У Ивана Васильевича давно чесались руки проучить Стекольну (так он в злости называл Стокгольм) и Ливонский орден, который не пропускал Россию к новым северным землям и к морю. Казалось, решение о походе на Ливонию принято, однако Сильвестр и Адашев с Курбским да Курлятьевым-Оболенским легли костьми, чтобы переубедить царя.
– Ты, царь, чрезмерно возгордился легкими успехами под Казанью, коли дерзаешь идти воевать, не уничтожив в тылу своем опасного врага, – твердили они в один голос. – Гляди, как бы твоя алчность не навлекла на тебя большую беду. Прежде чем идти воевать Ливонию, надо покорить Крым и, довершив начатое под стенами Казани, до конца уничтожить татарское разбойничье гнездо!
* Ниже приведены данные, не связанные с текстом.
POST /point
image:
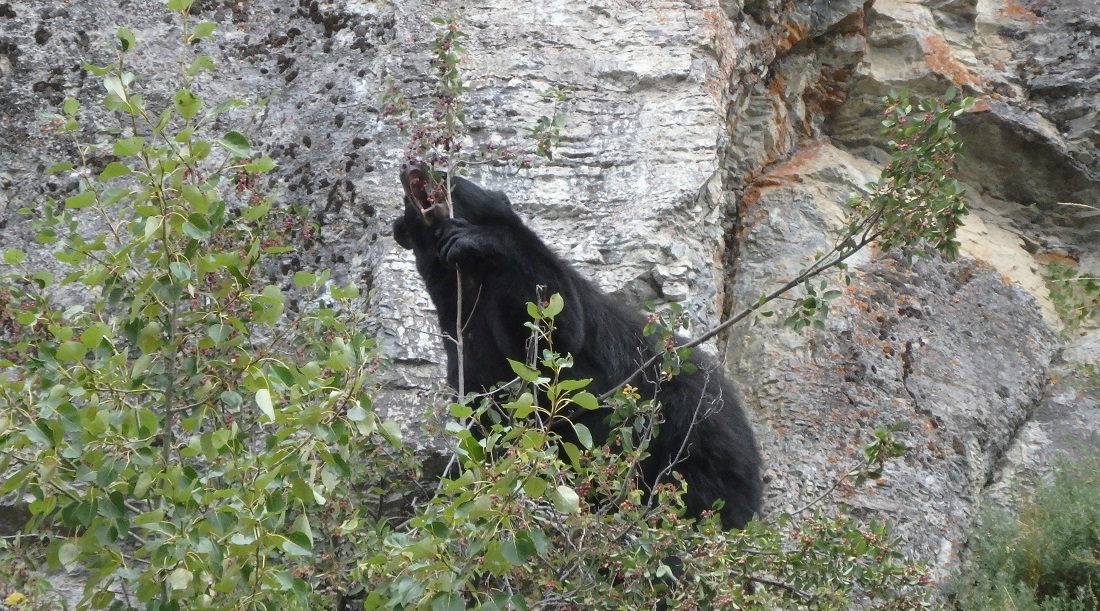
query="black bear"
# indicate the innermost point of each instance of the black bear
(704, 436)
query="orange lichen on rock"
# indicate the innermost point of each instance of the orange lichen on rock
(1016, 11)
(937, 56)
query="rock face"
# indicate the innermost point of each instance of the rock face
(708, 148)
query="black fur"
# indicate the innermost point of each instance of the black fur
(503, 262)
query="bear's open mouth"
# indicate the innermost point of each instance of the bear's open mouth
(416, 181)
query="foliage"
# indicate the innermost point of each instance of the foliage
(1076, 297)
(916, 202)
(535, 521)
(183, 434)
(1045, 555)
(193, 442)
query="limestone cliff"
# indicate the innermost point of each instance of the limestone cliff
(710, 145)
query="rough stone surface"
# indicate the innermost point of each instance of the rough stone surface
(710, 143)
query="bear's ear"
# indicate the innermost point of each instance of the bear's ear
(402, 233)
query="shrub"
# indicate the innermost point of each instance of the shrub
(1045, 555)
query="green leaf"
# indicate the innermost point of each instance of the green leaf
(128, 146)
(574, 455)
(125, 39)
(94, 335)
(298, 544)
(586, 401)
(525, 373)
(180, 271)
(67, 555)
(448, 601)
(179, 579)
(392, 432)
(13, 257)
(523, 406)
(564, 499)
(197, 227)
(223, 105)
(583, 435)
(554, 307)
(264, 402)
(186, 104)
(113, 170)
(237, 144)
(114, 87)
(83, 200)
(535, 487)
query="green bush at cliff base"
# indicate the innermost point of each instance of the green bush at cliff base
(1043, 557)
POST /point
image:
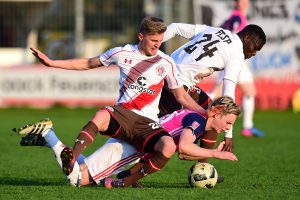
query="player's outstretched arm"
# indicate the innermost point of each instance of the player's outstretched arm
(186, 100)
(71, 64)
(187, 150)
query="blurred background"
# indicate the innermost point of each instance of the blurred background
(65, 29)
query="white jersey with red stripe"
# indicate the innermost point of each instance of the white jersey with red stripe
(175, 122)
(116, 154)
(141, 78)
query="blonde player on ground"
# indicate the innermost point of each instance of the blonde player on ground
(210, 49)
(186, 128)
(235, 23)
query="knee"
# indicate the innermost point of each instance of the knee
(168, 147)
(74, 178)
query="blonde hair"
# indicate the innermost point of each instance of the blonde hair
(152, 25)
(230, 106)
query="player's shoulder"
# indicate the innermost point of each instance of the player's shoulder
(125, 48)
(166, 57)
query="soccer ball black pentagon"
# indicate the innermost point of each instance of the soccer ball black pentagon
(203, 175)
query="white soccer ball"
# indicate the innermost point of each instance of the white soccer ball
(203, 175)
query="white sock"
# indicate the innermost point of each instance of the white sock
(248, 110)
(57, 146)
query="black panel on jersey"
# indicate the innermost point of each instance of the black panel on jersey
(194, 121)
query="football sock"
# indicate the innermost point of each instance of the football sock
(248, 110)
(50, 138)
(208, 141)
(155, 163)
(57, 146)
(85, 137)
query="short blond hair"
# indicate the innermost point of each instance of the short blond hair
(152, 25)
(230, 106)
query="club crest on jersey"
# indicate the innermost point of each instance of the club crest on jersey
(109, 108)
(141, 86)
(195, 125)
(160, 70)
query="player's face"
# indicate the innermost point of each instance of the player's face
(251, 46)
(221, 123)
(149, 44)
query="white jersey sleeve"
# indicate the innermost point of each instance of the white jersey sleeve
(187, 31)
(110, 56)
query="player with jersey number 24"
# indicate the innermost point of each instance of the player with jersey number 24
(210, 49)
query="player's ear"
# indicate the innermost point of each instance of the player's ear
(140, 36)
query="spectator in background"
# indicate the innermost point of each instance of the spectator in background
(235, 23)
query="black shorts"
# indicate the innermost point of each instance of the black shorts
(169, 104)
(137, 130)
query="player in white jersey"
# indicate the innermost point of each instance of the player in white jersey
(143, 69)
(236, 22)
(186, 128)
(210, 49)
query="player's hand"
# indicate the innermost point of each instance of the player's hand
(228, 146)
(224, 155)
(41, 56)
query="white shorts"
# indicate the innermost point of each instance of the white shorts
(111, 158)
(245, 76)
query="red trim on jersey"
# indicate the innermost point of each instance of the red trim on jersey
(115, 54)
(144, 98)
(112, 115)
(88, 135)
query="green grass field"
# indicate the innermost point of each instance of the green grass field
(268, 168)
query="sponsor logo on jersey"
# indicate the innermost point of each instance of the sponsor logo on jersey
(141, 86)
(110, 108)
(195, 125)
(160, 70)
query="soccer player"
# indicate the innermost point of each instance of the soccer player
(210, 49)
(143, 69)
(235, 23)
(186, 128)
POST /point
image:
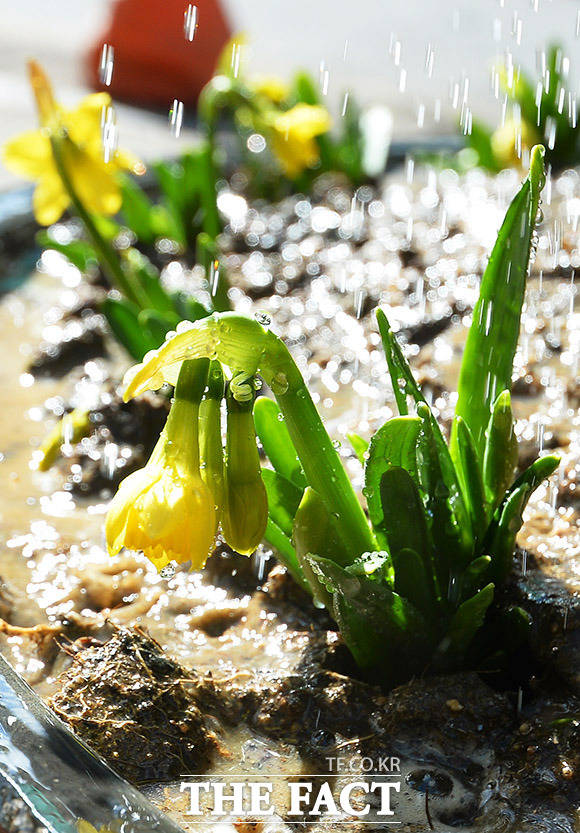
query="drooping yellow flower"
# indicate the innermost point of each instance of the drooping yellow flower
(505, 141)
(165, 509)
(293, 137)
(75, 135)
(245, 509)
(84, 826)
(271, 87)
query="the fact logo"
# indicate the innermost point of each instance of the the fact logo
(345, 792)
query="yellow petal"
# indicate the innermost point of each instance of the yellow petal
(94, 180)
(304, 121)
(50, 200)
(48, 109)
(28, 155)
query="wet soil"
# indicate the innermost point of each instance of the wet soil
(251, 677)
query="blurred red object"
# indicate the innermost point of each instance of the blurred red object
(155, 61)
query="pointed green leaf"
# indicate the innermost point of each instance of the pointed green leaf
(474, 576)
(359, 445)
(486, 367)
(316, 531)
(466, 621)
(501, 450)
(273, 434)
(286, 553)
(501, 537)
(137, 210)
(392, 445)
(381, 629)
(122, 317)
(469, 474)
(446, 515)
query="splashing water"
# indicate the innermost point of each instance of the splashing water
(176, 117)
(106, 64)
(190, 22)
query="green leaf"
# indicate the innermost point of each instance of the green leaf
(80, 253)
(137, 210)
(382, 630)
(536, 473)
(470, 480)
(486, 367)
(404, 385)
(316, 531)
(507, 522)
(359, 445)
(408, 538)
(146, 283)
(466, 621)
(502, 544)
(501, 451)
(155, 326)
(286, 553)
(392, 445)
(123, 319)
(402, 378)
(480, 140)
(473, 577)
(446, 514)
(283, 500)
(276, 442)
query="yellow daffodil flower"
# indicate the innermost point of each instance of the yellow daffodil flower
(293, 137)
(84, 826)
(504, 142)
(274, 89)
(75, 135)
(165, 509)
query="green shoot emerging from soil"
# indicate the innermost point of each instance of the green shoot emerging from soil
(410, 586)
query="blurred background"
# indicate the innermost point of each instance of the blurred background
(425, 60)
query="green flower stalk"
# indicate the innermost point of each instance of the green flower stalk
(245, 507)
(210, 435)
(165, 509)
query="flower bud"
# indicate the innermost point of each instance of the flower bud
(245, 511)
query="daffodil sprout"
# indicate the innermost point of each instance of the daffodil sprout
(66, 158)
(165, 509)
(240, 343)
(245, 510)
(210, 435)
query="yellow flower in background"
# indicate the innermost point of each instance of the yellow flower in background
(505, 139)
(76, 136)
(293, 137)
(274, 89)
(165, 509)
(84, 826)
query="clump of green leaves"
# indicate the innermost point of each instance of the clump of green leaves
(444, 516)
(543, 110)
(186, 219)
(273, 116)
(411, 585)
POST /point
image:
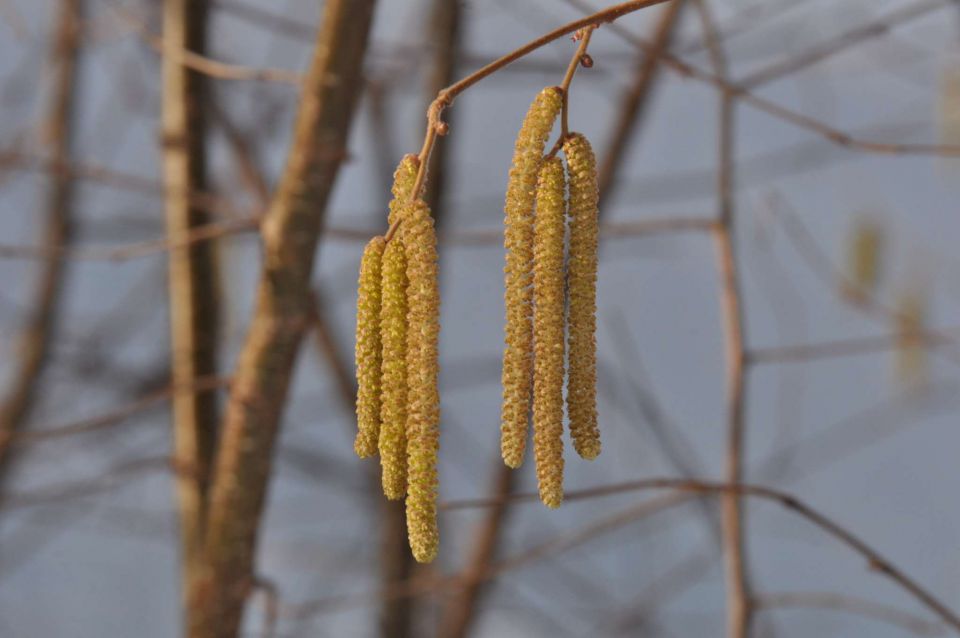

Для Анастасии эти намерения были как нож острый. Она знала: в Ливонский поход царь отправит своих воевод (Курбского, Шуйского, Басманова, Данилу Адашева), а в далекий Крым сам поведет войско, как водил на Казань. Опять расставаться с ним? Опять ночей не спать в страхе за него – и, значит, за себя и детей? Всю силу своей любви и влияния на мужа Анастасия употребила для того, чтобы втихомолку «куковать» ему по ночам: нельзя, неразумно тащиться в Дикую степь! Слишком сильный противник крымчаки. Ничего война с ними не даст России, кроме лишней траты сил и расхода человеческих жизней. Хотя для Анастасии, конечно, имела значение только одна-разъединственная жизнь – ее мужа…
Порою царице становилось жаль государя. Он был мастером быстрых, порою мгновенных решений, но там, где требовалось долго взвешивать «за» и «против», невольно уподоблялся остановившемуся вдруг маятнику, не знающему, в которую сторону качнуться – вправо или влево. В палатах жены Иван Васильевич был уверен: надо посылать войско только на Ливонию. Но стоило поговорить с «избранными», особенно с Курбским, как ореол покорителя злокозненного крымского хана начинал грезиться ему, да так явственно, что блеск его застил глаза.